For something like bank statements, I'd use the rigidly-defined formatting (both number formatting and field position) to inform how to interpret OCR misfires. My larger concern then would be missing a leading 1 (1500.00 v 500.00), but checking for dark pixels immediately preceding the number will flag those errors. And I suppose looking for dark pixels between numbers could help with missed decimals too.

mipmap04 6 months ago [–]

I've done this a bit. I define ranges per numeric field and if it exceeds or is below that range, I send it to another queue for manual review. Sometimes I'll write rules where if it's a dollar amount that usually ends ".00" and I don't read a decimal but I do have "00", then I'll just fix that automatically if it's outside my range.

HPsquared 6 months ago [–]

(Novice speaking) Maybe there's something about looking for the spacing / kerning that is taken up by a decimal point? (Not sure if OCR tools have any way to look for this)

throwaway3157 6 months ago [–]

Do you have a blog? I'd enjoy reading some of your tricks.

Also, how do you manage things when one of those banks decides to change the layout/format?

saradhi 6 months ago [–]

Interestingly, I was doing the similar stuff for 3 years to a US company. Curious, is your client a legal tech company? Mine was.

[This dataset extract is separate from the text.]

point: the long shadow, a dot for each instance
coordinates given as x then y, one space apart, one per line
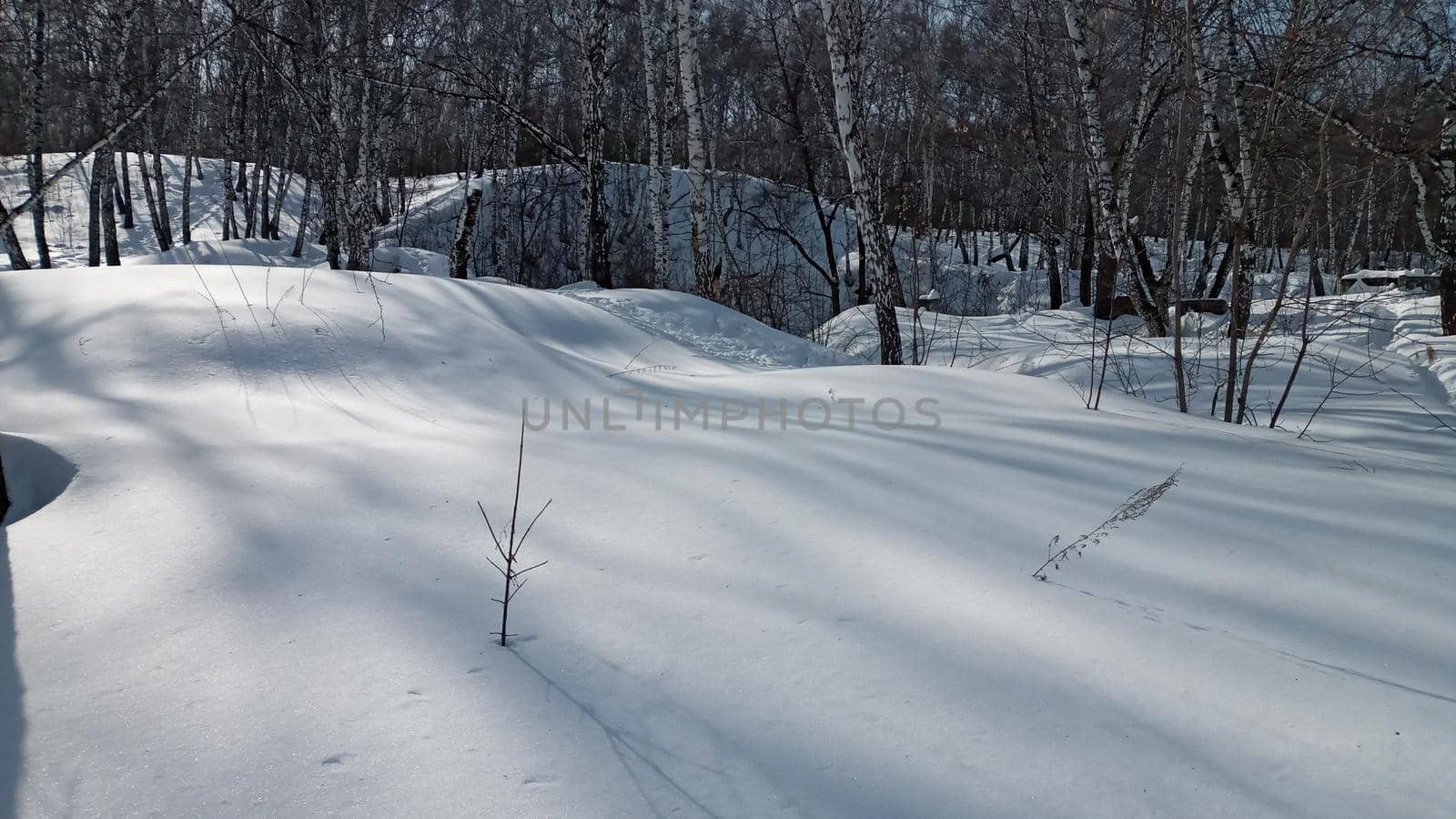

The experience helped me to roll out an API, as https://extracttable.com, for developers.

OCR tricks? Assuming post processing dev stuff - may I know your OCR engine. We are supported with Kofax and openText along with cloud engines like GVision as a backup.

slig 6 months ago [–]

Maybe there's a SasS opportunity for you to explore.

LeonM 6 months ago [–]

I build such a service, but it is impossible to guarantee any reliable result. I ended up shutting it down.

The PDF standard is a mess, and the number of 'tricks' I've seen done is astonishing.

Example: to add shade or border effect to text, most PDF generators simple add the text twice with a subtle offset and different colors. Result: your SaaS service returns every sentence twice.

Off course there were workarounds, but at some point it became unmaintanable.

shim__ 6 months ago [–]

I'm actually surprised that PDF hasn't been superseded by some form of embedded HTML by now.

Fnoord 6 months ago [–]

It partly has: ePub [1], an open format for ebooks, contain HTML.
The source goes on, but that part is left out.